Just because some of you find primary care "mind numbing," those of us who are going into it find it challenging (look at the above post as an example).
Pediatricians have the highest satisfaction ratings, too. Look outside your little self imposed boxes, people.
...
1) Money: ALL specialties deal with Medicaid/ reimbursment issues so isn't this this a nonissue (procedures not withstanding)?
...
As a praticing PCP - ...
What I think everyone has to remember is that the population who tends to show up in doctor's offices the most are attention seekers with silly complaints which probably everybody else has, but they don't obsess about it. Sure, not everyone is like this, but if you were such a person, where would you go to satisfy your need for an authority figure to take care of you? MDs office of course, because nobody else would tolerate this nonsense.
A specialist has the advantage of limiting their interactions with these individuals. Whereas, a primary care MD becomes a surrogate mother/father.

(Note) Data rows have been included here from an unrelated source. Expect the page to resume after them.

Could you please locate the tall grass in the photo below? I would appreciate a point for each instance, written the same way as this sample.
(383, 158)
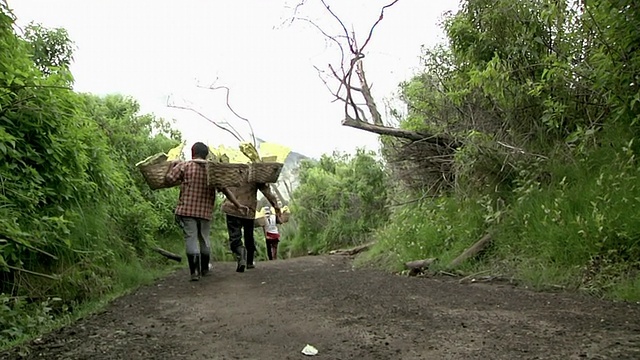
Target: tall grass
(580, 229)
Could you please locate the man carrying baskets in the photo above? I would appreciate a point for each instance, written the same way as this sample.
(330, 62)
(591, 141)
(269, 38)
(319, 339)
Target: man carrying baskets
(239, 220)
(195, 207)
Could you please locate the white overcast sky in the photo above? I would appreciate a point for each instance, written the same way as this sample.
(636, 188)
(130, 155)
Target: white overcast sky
(151, 49)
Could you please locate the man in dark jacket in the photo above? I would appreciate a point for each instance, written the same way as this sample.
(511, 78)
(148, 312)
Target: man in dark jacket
(238, 220)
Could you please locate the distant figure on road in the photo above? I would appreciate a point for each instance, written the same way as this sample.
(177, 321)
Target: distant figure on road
(195, 207)
(239, 220)
(271, 233)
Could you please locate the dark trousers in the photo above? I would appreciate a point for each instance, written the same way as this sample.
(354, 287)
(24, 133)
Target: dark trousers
(272, 249)
(235, 227)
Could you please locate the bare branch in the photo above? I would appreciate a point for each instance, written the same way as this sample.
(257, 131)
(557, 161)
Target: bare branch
(344, 28)
(237, 136)
(366, 92)
(376, 23)
(228, 91)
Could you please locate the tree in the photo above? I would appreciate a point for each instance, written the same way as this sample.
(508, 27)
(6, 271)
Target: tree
(51, 49)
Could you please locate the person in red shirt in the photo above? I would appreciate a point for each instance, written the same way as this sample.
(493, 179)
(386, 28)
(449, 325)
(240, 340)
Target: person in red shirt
(271, 233)
(195, 207)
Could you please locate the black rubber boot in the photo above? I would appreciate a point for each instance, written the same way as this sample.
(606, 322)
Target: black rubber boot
(241, 256)
(250, 258)
(204, 264)
(194, 266)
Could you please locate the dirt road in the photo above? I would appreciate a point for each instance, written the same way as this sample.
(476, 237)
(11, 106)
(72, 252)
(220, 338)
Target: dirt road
(273, 311)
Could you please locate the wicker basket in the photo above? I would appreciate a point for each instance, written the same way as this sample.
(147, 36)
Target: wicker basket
(265, 172)
(284, 217)
(260, 222)
(226, 175)
(154, 169)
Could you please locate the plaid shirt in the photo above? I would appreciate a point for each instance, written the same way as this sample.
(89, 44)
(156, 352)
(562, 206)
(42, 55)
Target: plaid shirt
(196, 197)
(246, 195)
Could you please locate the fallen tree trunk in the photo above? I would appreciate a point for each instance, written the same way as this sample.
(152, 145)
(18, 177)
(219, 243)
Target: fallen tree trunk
(472, 251)
(168, 254)
(355, 250)
(419, 264)
(417, 267)
(399, 133)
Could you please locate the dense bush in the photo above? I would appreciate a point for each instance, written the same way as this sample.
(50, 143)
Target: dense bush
(341, 199)
(76, 219)
(543, 95)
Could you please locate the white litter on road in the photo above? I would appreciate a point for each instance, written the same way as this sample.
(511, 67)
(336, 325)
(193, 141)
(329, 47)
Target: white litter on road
(310, 350)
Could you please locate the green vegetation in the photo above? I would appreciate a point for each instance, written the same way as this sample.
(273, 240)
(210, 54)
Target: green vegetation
(77, 221)
(544, 98)
(535, 109)
(339, 201)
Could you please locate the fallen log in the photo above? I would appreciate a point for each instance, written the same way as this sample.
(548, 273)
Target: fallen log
(472, 251)
(168, 254)
(352, 251)
(417, 267)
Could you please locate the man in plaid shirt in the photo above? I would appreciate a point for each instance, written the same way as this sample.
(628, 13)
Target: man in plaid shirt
(195, 207)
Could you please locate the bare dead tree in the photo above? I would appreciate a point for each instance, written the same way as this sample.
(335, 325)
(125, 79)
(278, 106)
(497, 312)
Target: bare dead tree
(227, 102)
(360, 109)
(222, 125)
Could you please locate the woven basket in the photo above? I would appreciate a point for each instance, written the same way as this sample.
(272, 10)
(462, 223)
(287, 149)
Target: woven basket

Here's an anecdote to show you what I mean. I have a friend who is an FP. He gets a call at 3 AM from a patient whose electricity was turned off because the patient didn't pay the bill in two years. The patient says to the FP that she is thinking of killing herself because the power is off. So the FP has to call the power company and beg them to turn the power on for the night.
No cardiologist or GI or surgeon would have to deal with that.